Professor Yang Zhixing gives a presentation on the DTMB standard in Addis Ababa, Ethiopia, in August 2011 (COURTESY OF TSINGHUA UNIVERSITY)

Promoting application 

Standards are meaningful only after they are applied. For Yang and his team, developing DTMB was only the first step in their long journey. Promoting its widespread application was a more meaningful task.

DTMB was introduced in Hong Kong, and was found to have technical advantages over the European standard, which the region was originally planning to use. In 2007, Hong Kong announced the European standard would be replaced with DTMB.

This success gave Yang and his team more confidence about the international market. From 2007 to 2009, more than 100 universities and enterprises including Tsinghua formed the Zhongguancun Digital TV Industry Alliance. One of its missions is to promote the application of DTMB overseas and offer technical support and training for countries and regions adopting the standard.

DTMB was introduced in Cuba. As Cuba uses a different bandwidth, Yang's team had to upgrade DTMB to accommodate more bandwidth. The team developed a more advanced standard, which was eventually accepted by Cuba in 2010.

But not all overseas promotional efforts have been successful. Yang and his team took the advanced standard to Venezuela, Peru and other South American countries. During a two-year period, Pan traveled to South America every two to three months to test the standard. Yang, in his 60s then, also made the 30-plus-hour journey to South America frequently.

Although several South American countries acknowledged the technical advantages of DTMB, they still would not accept it due to some non-technical concerns. Despite the setback, Yang and his team did not give up their efforts to promote the standard internationally.

They also sought the recognition of DTMB by the International Telecommunication Union (ITU), the UN specialized agency for information and communication technologies. At that time, only the digital TV standards of the United States, Europe and Japan were recognized by the ITU.

Since 2004, Pan and Song Jian, another Tsinghua University professor, attended several ITU meetings to present DTMB. A national digital TV standard laboratory was established in China in 2010 and DTMB further improved. In 2011, the standard was eventually recognized by the ITU as an international standard. The ITU hailed the event as a milestone in the 40 years of the development of digital TV technology.

"For applied science, a standard is a cutting-edge technology. The competition related to this kind of technology is not about publishing more academic papers, but about capturing a larger share of the market," Yang said. With this belief, Yang would like DTMB to be adopted far and wide.

Currently, DTMB has been accepted by 14 countries and regions in Asia, Africa and Latin America, serving nearly 2 billion people.

Commercial use 

Yang and his team have not only been promoting DTMB but also fostering an industrial chain to come up with actual products.

"No matter how good a technical standard is, to go international it needs to be competitive," Yang said. Developing compatible products is technically challenging and requires large investments. "No enterprise wanted to undertake the work," he added.
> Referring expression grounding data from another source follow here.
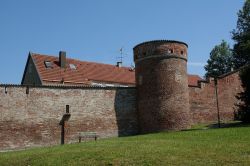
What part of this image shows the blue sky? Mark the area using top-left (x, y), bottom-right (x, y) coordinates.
top-left (0, 0), bottom-right (244, 84)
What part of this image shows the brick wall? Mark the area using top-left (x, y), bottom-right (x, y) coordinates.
top-left (0, 70), bottom-right (244, 151)
top-left (189, 71), bottom-right (243, 124)
top-left (0, 86), bottom-right (138, 151)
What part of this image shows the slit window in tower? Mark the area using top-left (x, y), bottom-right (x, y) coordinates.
top-left (168, 49), bottom-right (173, 54)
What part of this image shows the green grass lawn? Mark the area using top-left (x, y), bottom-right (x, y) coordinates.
top-left (1, 123), bottom-right (250, 166)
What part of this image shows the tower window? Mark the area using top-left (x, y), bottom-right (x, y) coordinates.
top-left (181, 51), bottom-right (184, 55)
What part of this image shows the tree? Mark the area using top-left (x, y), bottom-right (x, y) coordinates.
top-left (232, 0), bottom-right (250, 68)
top-left (204, 40), bottom-right (233, 78)
top-left (232, 0), bottom-right (250, 122)
top-left (236, 66), bottom-right (250, 122)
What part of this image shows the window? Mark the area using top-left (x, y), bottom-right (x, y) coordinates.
top-left (69, 64), bottom-right (77, 70)
top-left (44, 61), bottom-right (53, 68)
top-left (66, 105), bottom-right (70, 113)
top-left (168, 49), bottom-right (173, 54)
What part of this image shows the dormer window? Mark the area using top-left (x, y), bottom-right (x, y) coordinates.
top-left (44, 61), bottom-right (53, 68)
top-left (69, 64), bottom-right (77, 70)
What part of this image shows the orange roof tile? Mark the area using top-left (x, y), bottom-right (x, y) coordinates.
top-left (32, 53), bottom-right (135, 85)
top-left (31, 53), bottom-right (202, 86)
top-left (188, 74), bottom-right (203, 86)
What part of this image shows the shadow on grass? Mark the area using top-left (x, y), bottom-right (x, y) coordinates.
top-left (207, 121), bottom-right (250, 128)
top-left (183, 121), bottom-right (250, 132)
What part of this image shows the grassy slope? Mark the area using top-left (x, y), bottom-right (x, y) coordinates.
top-left (1, 125), bottom-right (250, 166)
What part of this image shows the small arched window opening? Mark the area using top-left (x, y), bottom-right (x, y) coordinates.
top-left (168, 49), bottom-right (173, 54)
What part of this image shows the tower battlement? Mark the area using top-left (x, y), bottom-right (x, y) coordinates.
top-left (133, 40), bottom-right (188, 63)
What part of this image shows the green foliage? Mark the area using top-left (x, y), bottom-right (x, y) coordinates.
top-left (232, 0), bottom-right (250, 122)
top-left (1, 125), bottom-right (250, 165)
top-left (204, 40), bottom-right (233, 78)
top-left (236, 66), bottom-right (250, 122)
top-left (232, 0), bottom-right (250, 68)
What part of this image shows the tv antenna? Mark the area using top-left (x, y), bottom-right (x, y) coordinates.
top-left (118, 47), bottom-right (124, 63)
top-left (115, 47), bottom-right (131, 67)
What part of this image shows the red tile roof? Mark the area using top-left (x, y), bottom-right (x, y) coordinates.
top-left (31, 53), bottom-right (202, 86)
top-left (32, 53), bottom-right (135, 85)
top-left (188, 74), bottom-right (203, 86)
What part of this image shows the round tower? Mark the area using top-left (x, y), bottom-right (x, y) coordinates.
top-left (133, 40), bottom-right (191, 133)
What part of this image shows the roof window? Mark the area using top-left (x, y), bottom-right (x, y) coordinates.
top-left (44, 61), bottom-right (53, 68)
top-left (69, 64), bottom-right (77, 70)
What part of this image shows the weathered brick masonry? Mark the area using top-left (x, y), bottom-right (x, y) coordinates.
top-left (134, 40), bottom-right (191, 132)
top-left (0, 86), bottom-right (138, 151)
top-left (0, 70), bottom-right (243, 151)
top-left (189, 71), bottom-right (243, 123)
top-left (0, 40), bottom-right (244, 151)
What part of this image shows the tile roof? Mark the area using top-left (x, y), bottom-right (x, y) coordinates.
top-left (188, 74), bottom-right (203, 87)
top-left (31, 53), bottom-right (202, 86)
top-left (31, 53), bottom-right (135, 85)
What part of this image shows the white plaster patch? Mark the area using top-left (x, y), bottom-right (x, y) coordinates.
top-left (175, 71), bottom-right (182, 83)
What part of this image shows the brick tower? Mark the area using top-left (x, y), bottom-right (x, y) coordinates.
top-left (133, 40), bottom-right (191, 133)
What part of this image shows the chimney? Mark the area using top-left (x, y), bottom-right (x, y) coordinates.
top-left (59, 51), bottom-right (66, 68)
top-left (116, 62), bottom-right (122, 67)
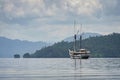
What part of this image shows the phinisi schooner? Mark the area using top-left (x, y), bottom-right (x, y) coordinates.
top-left (69, 22), bottom-right (90, 59)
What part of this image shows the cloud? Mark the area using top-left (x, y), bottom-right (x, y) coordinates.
top-left (0, 0), bottom-right (102, 23)
top-left (0, 21), bottom-right (73, 42)
top-left (99, 0), bottom-right (120, 16)
top-left (0, 0), bottom-right (120, 42)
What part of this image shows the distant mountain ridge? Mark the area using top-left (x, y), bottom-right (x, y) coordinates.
top-left (64, 32), bottom-right (102, 42)
top-left (0, 37), bottom-right (50, 58)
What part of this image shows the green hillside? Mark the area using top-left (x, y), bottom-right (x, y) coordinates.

Under such circumstances, Tsinghua encouraged and supported Yang's team to develop the products on their own. The team subsequently developed a series of products including an integrated digital TV, set top boxes, chips and transmitters.

Now DTMB's algorithms and relevant technology have been transferred to nearly 20 Chinese and foreign companies making compatible products. In the last three years, the sales revenue of such products reached 67.4 billion yuan ($9.78 billion), Yang said. In China, DTMB has been implemented compulsorily, covering more than half of the population.

In recent years, as Europe produced its second-generation digital TV standard, Yang and his team upgraded DTMB. "We will continue to work hard to keep our leading position in digital TV standards globally," Yang said.

Yang credits the success of his team to strong conviction and team spirit. "We all have strong faith [in DTMB]," he said. "Team members are closely bound together by this conviction and continue to grow in the process."